My mom and dad are psychotherapists, so, by definition, I don’t have psychological problems. When I woke up, my mother and I had a long conversation about the life expectancy of a person, that death is also part of the life cycle, but at the age of nine I don’t have to think much about this phase, in general, I felt better. Honestly, I’ve never really thought about this topic. This says a lot, because in principle I know how to drive.

These are the facts: I came across a dead man. A cute little nine-year-old boy, that is me, and my even smaller and much cuter girlfriend found a dead man in the park bleeding from his mouth, and when we rushed home, my girlfriend’s cute little sneakers were covered in his very blood. Very dramatic, of course, and all that, but so what? I didn't know him. Every damn day people I don't know die. If every misfortune that happened in this world drove me to a nervous breakdown, I would have lost my mind long ago.


At nine in the evening I went to my room, getting ready to go to bed - according to schedule. Mom tucked me a blanket, said that she loved me, I told her “see you tomorrow”, she also told me “see you tomorrow”, turned off the light and closed the door so that only a small gap remained.

Turning on my side, I saw Margot Roth Spiegelman: she was standing on the street, literally pressing her nose to the window. I stood up, opened it, now we were separated only by a mosquito net, because of which it seemed that she had a small dot on her face.

“I conducted an investigation,” she said in a serious tone.
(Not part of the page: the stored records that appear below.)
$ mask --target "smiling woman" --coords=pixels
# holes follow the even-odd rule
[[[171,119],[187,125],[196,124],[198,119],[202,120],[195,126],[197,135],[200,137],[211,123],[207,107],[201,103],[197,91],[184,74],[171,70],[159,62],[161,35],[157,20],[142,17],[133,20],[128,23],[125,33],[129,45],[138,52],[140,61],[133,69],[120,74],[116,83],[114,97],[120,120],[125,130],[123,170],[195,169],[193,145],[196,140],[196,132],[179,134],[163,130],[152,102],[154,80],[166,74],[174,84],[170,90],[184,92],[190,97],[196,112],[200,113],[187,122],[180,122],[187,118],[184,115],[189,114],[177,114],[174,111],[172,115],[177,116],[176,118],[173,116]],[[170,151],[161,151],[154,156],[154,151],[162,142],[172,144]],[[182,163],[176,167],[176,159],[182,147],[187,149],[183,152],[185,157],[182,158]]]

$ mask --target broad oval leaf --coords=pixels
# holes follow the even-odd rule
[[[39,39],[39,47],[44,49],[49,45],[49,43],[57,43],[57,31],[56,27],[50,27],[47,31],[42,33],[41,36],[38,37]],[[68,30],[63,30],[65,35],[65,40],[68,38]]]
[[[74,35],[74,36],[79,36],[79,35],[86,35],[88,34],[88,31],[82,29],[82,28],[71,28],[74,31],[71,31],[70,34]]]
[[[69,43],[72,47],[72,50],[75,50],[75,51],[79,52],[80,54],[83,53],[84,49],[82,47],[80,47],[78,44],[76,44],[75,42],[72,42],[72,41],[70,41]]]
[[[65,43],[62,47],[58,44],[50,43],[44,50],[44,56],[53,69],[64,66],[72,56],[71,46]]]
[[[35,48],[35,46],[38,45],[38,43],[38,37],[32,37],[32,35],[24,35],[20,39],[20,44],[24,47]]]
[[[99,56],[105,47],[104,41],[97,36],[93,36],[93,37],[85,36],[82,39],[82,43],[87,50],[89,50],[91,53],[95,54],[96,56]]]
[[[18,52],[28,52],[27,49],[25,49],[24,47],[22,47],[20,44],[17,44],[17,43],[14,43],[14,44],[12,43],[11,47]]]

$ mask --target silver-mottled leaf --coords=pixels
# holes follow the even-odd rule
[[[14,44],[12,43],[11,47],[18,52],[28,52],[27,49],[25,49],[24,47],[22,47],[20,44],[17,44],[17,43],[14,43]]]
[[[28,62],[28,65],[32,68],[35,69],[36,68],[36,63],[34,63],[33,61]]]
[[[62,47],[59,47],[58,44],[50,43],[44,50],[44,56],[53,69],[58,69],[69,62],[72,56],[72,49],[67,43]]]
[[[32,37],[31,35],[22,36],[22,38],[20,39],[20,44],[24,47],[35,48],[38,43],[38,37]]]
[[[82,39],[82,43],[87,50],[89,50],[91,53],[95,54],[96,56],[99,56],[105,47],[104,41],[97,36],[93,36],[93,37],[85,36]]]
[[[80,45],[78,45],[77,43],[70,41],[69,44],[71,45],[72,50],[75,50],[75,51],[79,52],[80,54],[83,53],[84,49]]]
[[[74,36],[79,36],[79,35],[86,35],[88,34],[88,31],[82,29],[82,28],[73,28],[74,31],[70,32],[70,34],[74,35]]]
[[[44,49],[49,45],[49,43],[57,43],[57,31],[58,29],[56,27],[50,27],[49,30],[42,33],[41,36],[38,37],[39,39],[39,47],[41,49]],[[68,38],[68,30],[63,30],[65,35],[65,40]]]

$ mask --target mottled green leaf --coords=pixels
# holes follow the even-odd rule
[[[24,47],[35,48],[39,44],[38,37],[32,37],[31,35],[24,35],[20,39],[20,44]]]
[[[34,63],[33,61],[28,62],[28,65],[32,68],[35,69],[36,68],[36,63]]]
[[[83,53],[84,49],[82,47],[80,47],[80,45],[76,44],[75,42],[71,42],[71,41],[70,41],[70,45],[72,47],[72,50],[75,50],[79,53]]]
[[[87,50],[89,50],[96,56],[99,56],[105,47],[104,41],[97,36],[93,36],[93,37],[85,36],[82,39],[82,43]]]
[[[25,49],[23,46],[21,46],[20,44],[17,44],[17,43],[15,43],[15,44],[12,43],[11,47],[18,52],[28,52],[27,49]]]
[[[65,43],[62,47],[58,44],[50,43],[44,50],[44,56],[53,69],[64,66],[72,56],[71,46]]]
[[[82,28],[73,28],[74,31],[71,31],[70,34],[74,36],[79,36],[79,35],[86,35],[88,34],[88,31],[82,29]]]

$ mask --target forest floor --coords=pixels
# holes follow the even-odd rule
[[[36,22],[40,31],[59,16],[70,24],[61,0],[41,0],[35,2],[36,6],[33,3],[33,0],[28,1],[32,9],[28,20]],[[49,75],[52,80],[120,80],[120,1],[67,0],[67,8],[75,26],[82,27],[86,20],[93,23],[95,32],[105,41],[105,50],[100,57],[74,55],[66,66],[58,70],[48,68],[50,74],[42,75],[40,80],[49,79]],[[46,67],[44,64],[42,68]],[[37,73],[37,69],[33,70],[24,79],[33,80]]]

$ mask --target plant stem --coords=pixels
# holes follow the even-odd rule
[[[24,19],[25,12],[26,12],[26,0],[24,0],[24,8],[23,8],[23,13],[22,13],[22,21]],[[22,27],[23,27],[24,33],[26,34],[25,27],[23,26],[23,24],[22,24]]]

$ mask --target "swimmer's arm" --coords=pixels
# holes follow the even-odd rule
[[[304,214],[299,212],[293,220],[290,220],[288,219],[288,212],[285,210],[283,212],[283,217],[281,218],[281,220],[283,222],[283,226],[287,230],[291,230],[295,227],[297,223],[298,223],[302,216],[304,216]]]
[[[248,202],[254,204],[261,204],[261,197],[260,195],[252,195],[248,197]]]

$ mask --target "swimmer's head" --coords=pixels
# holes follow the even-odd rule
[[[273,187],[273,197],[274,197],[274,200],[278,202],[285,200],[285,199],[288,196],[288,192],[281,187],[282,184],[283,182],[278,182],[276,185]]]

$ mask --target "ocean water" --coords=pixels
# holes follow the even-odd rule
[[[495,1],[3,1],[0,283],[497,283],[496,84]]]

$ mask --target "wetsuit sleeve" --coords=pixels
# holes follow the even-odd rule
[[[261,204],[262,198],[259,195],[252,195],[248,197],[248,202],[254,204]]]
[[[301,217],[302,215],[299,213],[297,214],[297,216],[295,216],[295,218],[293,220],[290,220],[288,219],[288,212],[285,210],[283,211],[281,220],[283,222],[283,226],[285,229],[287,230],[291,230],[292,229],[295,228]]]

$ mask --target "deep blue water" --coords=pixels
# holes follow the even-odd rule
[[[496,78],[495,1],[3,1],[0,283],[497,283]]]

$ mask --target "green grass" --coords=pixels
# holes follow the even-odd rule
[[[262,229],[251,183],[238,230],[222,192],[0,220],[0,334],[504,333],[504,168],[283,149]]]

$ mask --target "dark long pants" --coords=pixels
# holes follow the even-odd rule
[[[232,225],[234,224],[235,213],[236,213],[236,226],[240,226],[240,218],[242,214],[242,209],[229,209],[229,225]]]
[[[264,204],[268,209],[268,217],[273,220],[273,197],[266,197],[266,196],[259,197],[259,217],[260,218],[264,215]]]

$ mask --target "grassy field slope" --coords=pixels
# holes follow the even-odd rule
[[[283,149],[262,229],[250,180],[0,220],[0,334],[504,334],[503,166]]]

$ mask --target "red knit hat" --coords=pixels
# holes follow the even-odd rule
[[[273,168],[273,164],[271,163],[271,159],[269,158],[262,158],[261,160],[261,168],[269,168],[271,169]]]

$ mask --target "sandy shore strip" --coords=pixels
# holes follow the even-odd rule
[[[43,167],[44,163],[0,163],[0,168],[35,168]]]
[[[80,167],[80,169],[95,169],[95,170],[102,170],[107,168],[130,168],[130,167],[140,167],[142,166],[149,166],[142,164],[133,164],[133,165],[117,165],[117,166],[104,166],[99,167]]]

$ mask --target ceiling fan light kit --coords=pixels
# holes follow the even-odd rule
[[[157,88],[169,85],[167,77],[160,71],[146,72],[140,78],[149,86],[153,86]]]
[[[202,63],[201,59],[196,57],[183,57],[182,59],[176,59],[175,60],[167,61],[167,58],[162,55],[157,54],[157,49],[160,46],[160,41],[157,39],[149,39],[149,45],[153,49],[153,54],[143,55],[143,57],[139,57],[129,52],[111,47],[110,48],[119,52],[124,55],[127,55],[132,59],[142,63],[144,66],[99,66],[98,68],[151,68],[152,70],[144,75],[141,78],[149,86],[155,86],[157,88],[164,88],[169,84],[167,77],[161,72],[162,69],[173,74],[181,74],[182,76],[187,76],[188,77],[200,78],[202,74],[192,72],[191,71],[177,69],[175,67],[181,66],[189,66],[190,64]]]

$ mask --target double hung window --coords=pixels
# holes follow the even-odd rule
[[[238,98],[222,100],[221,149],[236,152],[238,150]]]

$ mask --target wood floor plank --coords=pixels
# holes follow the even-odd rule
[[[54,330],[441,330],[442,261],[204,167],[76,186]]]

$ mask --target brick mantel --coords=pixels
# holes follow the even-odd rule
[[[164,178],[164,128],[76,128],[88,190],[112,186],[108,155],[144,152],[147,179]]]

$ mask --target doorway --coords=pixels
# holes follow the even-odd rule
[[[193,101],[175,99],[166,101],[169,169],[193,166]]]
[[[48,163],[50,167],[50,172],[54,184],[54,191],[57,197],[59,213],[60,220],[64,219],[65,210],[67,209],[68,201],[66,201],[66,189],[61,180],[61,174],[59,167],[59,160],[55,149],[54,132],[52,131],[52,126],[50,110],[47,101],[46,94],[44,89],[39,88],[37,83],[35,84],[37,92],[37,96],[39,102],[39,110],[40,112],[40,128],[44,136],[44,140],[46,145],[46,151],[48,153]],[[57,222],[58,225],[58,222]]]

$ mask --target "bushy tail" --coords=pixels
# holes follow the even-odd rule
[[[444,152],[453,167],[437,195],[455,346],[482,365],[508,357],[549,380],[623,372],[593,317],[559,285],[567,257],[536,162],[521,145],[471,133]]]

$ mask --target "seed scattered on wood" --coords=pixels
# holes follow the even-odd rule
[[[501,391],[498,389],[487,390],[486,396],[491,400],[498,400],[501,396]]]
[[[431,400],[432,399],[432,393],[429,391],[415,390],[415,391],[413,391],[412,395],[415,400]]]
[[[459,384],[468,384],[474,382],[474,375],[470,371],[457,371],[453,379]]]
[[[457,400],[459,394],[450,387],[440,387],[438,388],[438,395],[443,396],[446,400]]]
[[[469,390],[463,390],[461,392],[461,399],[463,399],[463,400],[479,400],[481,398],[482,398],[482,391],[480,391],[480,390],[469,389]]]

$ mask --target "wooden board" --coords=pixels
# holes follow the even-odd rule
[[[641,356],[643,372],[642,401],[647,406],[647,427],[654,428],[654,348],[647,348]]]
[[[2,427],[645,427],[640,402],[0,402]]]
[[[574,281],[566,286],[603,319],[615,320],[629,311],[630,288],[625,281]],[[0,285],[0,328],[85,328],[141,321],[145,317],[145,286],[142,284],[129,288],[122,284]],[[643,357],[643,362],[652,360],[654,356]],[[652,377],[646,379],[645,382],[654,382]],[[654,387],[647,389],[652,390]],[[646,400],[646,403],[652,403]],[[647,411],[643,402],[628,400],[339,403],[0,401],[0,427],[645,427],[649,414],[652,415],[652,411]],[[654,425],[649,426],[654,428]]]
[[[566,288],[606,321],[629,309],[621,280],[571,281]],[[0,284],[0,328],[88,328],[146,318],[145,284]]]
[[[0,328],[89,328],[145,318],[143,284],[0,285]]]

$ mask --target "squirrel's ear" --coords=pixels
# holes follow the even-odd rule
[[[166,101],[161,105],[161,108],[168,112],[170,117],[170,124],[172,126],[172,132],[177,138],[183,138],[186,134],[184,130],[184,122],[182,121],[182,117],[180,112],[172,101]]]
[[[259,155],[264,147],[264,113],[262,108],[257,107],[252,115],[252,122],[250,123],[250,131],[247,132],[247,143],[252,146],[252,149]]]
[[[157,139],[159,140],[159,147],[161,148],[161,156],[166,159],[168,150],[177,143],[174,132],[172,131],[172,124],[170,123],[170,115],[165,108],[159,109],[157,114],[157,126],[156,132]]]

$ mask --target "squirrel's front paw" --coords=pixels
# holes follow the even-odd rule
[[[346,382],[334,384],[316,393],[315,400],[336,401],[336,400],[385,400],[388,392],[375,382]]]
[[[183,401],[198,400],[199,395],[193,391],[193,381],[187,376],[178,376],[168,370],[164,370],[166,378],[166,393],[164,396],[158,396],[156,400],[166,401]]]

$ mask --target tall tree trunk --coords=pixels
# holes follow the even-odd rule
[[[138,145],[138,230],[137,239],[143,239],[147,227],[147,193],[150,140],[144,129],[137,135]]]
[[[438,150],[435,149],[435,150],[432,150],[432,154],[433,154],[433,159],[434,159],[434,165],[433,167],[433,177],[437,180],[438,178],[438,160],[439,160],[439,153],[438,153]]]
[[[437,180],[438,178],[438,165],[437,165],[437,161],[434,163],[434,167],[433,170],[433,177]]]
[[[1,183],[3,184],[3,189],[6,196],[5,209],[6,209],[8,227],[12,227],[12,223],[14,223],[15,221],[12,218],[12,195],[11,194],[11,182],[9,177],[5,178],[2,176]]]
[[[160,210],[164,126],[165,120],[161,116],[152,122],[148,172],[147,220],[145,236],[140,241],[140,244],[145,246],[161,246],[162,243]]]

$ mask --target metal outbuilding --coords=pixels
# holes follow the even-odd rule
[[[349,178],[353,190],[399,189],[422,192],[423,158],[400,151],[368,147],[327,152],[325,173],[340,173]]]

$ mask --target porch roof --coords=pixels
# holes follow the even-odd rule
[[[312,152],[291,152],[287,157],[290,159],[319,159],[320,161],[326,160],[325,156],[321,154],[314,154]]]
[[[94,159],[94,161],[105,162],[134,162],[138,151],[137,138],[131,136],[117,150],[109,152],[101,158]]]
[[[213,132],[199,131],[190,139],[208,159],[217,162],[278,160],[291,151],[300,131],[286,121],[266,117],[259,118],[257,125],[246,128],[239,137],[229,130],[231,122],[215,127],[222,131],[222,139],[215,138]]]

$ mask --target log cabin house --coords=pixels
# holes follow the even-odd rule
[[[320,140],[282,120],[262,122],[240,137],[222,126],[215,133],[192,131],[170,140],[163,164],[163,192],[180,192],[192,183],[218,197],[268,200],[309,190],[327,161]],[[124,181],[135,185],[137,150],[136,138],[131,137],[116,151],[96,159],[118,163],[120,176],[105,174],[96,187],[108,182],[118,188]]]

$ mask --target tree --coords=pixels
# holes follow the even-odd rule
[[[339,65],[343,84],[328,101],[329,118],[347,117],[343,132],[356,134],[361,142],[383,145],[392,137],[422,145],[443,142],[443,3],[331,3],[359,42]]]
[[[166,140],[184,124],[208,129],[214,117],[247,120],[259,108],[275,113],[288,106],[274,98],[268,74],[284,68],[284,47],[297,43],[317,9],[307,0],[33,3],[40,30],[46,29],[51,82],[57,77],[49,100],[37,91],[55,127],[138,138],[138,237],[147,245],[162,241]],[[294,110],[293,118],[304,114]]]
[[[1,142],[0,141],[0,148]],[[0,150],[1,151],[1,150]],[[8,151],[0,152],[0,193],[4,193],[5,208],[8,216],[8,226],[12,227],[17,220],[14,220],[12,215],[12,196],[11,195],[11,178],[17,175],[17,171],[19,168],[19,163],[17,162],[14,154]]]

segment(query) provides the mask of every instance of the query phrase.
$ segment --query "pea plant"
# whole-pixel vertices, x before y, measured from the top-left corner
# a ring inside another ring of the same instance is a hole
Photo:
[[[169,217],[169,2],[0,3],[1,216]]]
Although the mesh made it difficult to see her properly, I still saw in Margot’s hands a small notebook and a pencil with indentations from teeth near the eraser.

She looked at her notes:

Mrs. Feldman of Jefferson Court said his name was Robert Joyner. And that he lived on Jefferson Road in an apartment in a building with a grocery store. I went there and found a bunch of police officers, one of them asked, am I from the school newspaper, I answered that we don’t have our own newspaper at school, and he said that if I am not a journalist, then he can answer my questions. It turned out that Robert Joyner was thirty-six years old. He's a lawyer. I wasn't allowed into his apartment, but I went to his neighbor named Juanita Alvarez under the pretext that I wanted to borrow a glass of sugar from her, and she said that this Robert Joyner had shot himself with a pistol. I asked why, and it turned out that his wife wanted to divorce him and this upset him very much.